The sun was shining brightly at the Garden Stage at lunchtime the next day but Julie Byrne was being a bit precious about some sound problems and played only a truncated set. This was a shame as her album of delicate folk, Not Even Happiness, has been one of the most played at our house this year. A bit later on the same stage, Ryley Walker had no such problems and delivered a blistering set of freeform folk jazz. His band, particularly the bassist, were full of energy and I suspect Walker himself was full of “pints of beer the size of your arm” that he expressed his love of. Over in the Big Top, Aldous Harding’s gothic folk was captivating but the lure of Parquet Courts was too much as their Modern Lovers/Velvet Underground New York sound drifted across the site. Mac DeMarco was the Friday night headliner but I found it difficult to concentrate during the Canadian singer-songwriter’s set as my mind kept drifting back to the band I had just seen in the Tipi Tent. Housewives, a young South London five-piece, were late replacements for Mdou Moctar, who could not appear due to visa problems. They played a bewilderingly intense set of experimental music that left the audience reeling. Their disrupted time signatures and sonic weirdness was one of the best things over the weekend and I can only compare their performance to This Heat, who I saw at the ICA in the early 80s.

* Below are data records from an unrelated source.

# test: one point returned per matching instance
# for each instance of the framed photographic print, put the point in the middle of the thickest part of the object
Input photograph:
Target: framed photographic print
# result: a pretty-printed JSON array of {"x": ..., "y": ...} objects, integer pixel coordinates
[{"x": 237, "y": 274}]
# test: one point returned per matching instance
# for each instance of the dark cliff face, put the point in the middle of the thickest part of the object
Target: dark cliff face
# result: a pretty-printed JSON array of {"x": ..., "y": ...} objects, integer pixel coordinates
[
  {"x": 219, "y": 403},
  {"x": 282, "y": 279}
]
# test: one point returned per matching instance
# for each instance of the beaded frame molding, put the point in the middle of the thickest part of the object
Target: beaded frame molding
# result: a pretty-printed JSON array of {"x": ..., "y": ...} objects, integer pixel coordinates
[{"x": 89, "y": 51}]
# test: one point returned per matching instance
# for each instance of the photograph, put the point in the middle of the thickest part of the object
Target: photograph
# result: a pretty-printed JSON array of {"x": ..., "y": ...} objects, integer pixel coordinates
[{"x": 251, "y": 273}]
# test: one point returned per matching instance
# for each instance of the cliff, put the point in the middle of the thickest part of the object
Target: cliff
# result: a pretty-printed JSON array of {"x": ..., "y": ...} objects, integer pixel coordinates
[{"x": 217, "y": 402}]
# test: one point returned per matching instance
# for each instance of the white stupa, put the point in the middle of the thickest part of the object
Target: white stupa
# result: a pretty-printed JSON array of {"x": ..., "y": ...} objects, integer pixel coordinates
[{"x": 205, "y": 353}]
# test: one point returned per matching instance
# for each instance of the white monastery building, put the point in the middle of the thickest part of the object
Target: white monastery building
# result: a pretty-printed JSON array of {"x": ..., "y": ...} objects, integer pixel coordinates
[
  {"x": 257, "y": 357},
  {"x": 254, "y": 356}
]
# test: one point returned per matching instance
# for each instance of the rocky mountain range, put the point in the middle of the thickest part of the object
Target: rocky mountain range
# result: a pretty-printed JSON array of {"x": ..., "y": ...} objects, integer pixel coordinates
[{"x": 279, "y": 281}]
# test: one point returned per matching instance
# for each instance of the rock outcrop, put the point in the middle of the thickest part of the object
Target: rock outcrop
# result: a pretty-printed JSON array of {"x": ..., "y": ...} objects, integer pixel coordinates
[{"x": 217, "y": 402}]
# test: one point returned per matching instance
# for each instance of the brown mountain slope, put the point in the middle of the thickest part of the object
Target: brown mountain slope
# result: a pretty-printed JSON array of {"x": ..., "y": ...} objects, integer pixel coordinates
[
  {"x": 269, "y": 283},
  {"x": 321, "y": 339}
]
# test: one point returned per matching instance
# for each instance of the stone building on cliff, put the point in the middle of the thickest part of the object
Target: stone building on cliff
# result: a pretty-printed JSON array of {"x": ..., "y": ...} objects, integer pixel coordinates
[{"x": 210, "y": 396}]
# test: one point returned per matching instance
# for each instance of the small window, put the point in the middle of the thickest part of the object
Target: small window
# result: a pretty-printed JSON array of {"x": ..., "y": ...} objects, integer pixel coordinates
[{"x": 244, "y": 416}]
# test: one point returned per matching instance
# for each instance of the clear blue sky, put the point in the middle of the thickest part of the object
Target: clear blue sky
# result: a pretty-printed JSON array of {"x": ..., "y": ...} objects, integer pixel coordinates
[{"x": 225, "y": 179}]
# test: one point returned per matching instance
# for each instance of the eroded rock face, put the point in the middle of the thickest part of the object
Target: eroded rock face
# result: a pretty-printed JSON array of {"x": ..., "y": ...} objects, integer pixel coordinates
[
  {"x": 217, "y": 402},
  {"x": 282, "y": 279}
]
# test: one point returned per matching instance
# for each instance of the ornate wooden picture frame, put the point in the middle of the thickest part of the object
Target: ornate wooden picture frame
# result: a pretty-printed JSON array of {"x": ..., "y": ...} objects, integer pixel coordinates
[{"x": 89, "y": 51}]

Saturday dawned with clear blue skies and a shimmering heat haze and Sinkane, with their blend of afrobeat and reggae, got us all dancing. But I had a horrible dilemma hanging over me: with Bill Ryder-Jones, Nadine Shah and DUDS all playing at the same time I was spoilt for choice. In the end, I caught all of Ryder-Jones' set before legging it up to the Garden Stage to catch most of Nadine Shah; I missed DUDS but, fortuitously, they are playing Brighton later this month. Bill Ryder-Jones was immaculate: playing intimate, tender songs on the largest stage at the festival takes some guts but, mixed with powerful slacker anthems such as Two to Birkenhead and Catherine and Huskisson, he pulled it off - must be time for a new album, though, Bill. Three albums in, Nadine Shah is firmly in her stride: Holiday Destination, which made up the bulk of her set, is a jagged slice of post-punk anger about the xenophobia and anti-immigrant sentiment that seems to define the modern world. By the time I got into the shade of the Big Top stage, I realised that the heat of the day had caused me to visit the cider bus a few too many times. Let’s Eat Grandma were two teenage Kate Bushes let loose in the music cupboard and were very entertaining. Saturday night wrapped up for me at the main stage with Ben Bridwell’s Band of Horses, the perfect band for that twilight moment at a festival: in the fading light, spine-tingling melodies and harmonies rang out across the site on numbers such as St. Augustine, Is There A Ghost, No One’s Gonna Love You, Funeral and, standout track from this year’s Are You Ok? album, In A Drawer.

I was woken on Sunday morning by the patter of tiny raindrops on my tent and, from then on, the drizzle never really went away. But if clothes and boots were damp, spirits were not. A band completely new to me, Nova Scotia’s Nap Eyes, were a delight on the Garden Stage. Their lo-fi guitars and post-punk drums were the perfect canvas for Nigel Chapman’s weary Lou Reed vocals. Nadia Reid’s folk was mature and hypnotic but she still has to sell a lot more tea towels and tote bags to be able to bring over more of her band from New Zealand than just guitarist Sam Taylor. The Tipi Tent was a lock-out for teenage (mostly) girl band Girl Ray, and deservedly so. Their infectious indie-pop melodies lifted everyone’s mood and their set was as fantastic as their album; Don’t Come Back At Ten must be one of the tracks of the year. I was eating my final Goan fish curry of the festival when The Jesus and Mary Chain came on but their white light drew me down to The Woods stage. The resurgence of the Mary Chain has been one of the highlights of the year and the once contrary band now seem like elder statesman of alternative rock. Jim Reid oozes effortless charm (“I hope we’ve been able to cheer you up a bit”) as brother William and his guitar are lost in a Spectoresque wall of sound. Nine Million Rainy Days was apt, Just Like Honey was timeless and the opening line of the closing song was perfect for the captive audience at this superb festival: “I love rock 'n' roll/And all these people with nowhere to go.” I wouldn't be anywhere else; I have already bought my ticket for next year.